Video games are an interesting field of study in today’s academic world. For a while, they were thought of as mindless garbage (okay, to be honest, there are probably tons of people who still think this i.e. my grandparents), yet the recent developments of video games have garnered more attraction from all walks of life and scholarly research into these games. Andrew Ervin even sets out to understand the explosive popularity of video games. No longer are they simplistic ideas of trying to get a frog across a highway or a yellow circle earing up dots. Theses games have stories as compelling as books.

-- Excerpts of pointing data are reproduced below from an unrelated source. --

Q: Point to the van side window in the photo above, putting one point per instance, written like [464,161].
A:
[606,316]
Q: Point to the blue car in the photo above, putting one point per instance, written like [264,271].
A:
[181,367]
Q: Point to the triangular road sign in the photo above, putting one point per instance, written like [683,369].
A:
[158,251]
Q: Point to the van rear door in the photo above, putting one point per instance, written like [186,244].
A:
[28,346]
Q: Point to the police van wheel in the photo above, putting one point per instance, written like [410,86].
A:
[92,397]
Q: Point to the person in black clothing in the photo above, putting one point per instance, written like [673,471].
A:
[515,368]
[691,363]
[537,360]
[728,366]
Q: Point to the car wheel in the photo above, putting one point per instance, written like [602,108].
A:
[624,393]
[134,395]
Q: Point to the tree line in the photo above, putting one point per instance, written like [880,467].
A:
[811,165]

Now that these games are more accepted they allow scholars to analyze and explore how these games affect our understanding of the wider world. In Gaming the System, Gunkel explores how philosophical traditions, put forth by thinkers like Plato, Descartes, Kant, etc., can help us explore and conceptualize recent developments in video games, game studies, and virtual worlds. Surprisingly, these games cross disciplines as well. Serious Games in Physical Rehabilitation demonstrates how videogames can be a valuable tool in clinics and how clinicians can use them in physical rehabilitation for various pathologies. And The Rhetoric of Videogames as Embodied Practice offers a critical reassessment of embodiment and materiality in rhetorical considerations of videogames.
No longer are games thought of in a vacuum, if they ever were. Not only has the ivory tower of universities started to realize that video games are a worthwhile field of study, but this field is also one that is crossing into other subjects and areas of thought. It truly shows you can’t judge a book…or a game…by its cover.